Objectives: Objectives: Systemic sclerosis (SSc) is a chronic connective tissue disease characterized by fibrosis and remodeling of the microvasculature. Increased deposition of collagen and other extracellular matrix components affect not only the skin but the majority of the internal organs including the gastrointestinal (GI) tract. Few reports assessed the morphology of the stomach in SSc. Therefore, we analysed gastroesophageal biopsies obtained during gastroscopical examination from SSc patients to evaluate the expression of markers for fibrosis including a 52-year old female patient, who underwent distal esophageal myotomy and subsequently total gastrectomy.
Methods: Methods: The full-thickness gastric samples were embedded in paraffin. The endoscopic samples were snap frozen in liquid nitrogen and stored at –80°C. In order to investigate tissue fibrosis, the sections were stained by Masson’s thrichrom method and analysed by immunohistochemistry for the expression of connective tissue growth factor (CTGF), collagen type I, and type IV, alpha-smooth muscle actin (alpha-SMA) and endothelin-1 (ET-1). Full-thickness gastric wall biopsies, without inflammatory responses and neoplastic infiltration, from 3 patients which underwent total gastrectomy due to other disease entities, and endoscopic biopsies from 5 controls were also examined.
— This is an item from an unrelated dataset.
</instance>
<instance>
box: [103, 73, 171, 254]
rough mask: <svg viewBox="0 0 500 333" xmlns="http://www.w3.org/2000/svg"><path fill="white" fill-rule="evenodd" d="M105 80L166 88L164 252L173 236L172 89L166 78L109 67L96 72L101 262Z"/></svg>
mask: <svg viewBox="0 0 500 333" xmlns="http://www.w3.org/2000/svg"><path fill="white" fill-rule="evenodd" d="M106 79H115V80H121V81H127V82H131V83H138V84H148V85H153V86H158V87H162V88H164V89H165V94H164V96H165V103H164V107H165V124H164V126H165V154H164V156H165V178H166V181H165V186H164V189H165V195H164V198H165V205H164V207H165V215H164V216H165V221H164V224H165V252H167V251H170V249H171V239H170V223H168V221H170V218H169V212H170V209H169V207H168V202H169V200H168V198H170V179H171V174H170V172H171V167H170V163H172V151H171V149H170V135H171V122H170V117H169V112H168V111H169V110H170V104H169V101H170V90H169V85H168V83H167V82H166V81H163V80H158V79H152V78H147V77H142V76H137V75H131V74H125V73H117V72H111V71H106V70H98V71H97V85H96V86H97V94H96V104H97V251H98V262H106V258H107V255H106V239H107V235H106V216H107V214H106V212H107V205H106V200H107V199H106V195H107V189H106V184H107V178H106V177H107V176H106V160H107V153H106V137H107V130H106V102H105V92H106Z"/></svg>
Results: Results: In SSc gastric wall, Masson’s stain revealed a mild fibrosis in the lamina propria that is more severe in the muscularis mucosae. In the muscle layers, wide areas of focal fibrosis surrounded smooth muscle cells, hereby increasing the intercellular spaces. A marked fibrosis was evident around the vessels. Collagen type I expression mirrored the fibrotic areas revealed by Masson’s stain. Collagen type IV was detectable in the basal lamina around the glands and the vessels in SSc when compared with gastric control samples. In SSc, a strong CTGF expression was evident in the muscularis mucosae, and was focally distributed in the muscle layers when compared with the control. Moreover, the majority of the vessels showed a strong immunopositivity for CTGF in the SSc gastric wall while they were weakly positive in the controls. In SSc the alpha-SMA reactivity was stronger in the lamina propria, muscolaris mucosae, muscle layers and in the vessel walls than in controls, whereas ET-1 positive cells were predominantly located in SSc muscle layers.

Conclusion: Conclusion: Our results show that different markers for fibrosis can be demonstrated in SSc stomach. Moreover, the involvement of gastric wall components in fibrosis most likely is involved in the decreased mobility and atrophy of the stomach in SSc patients.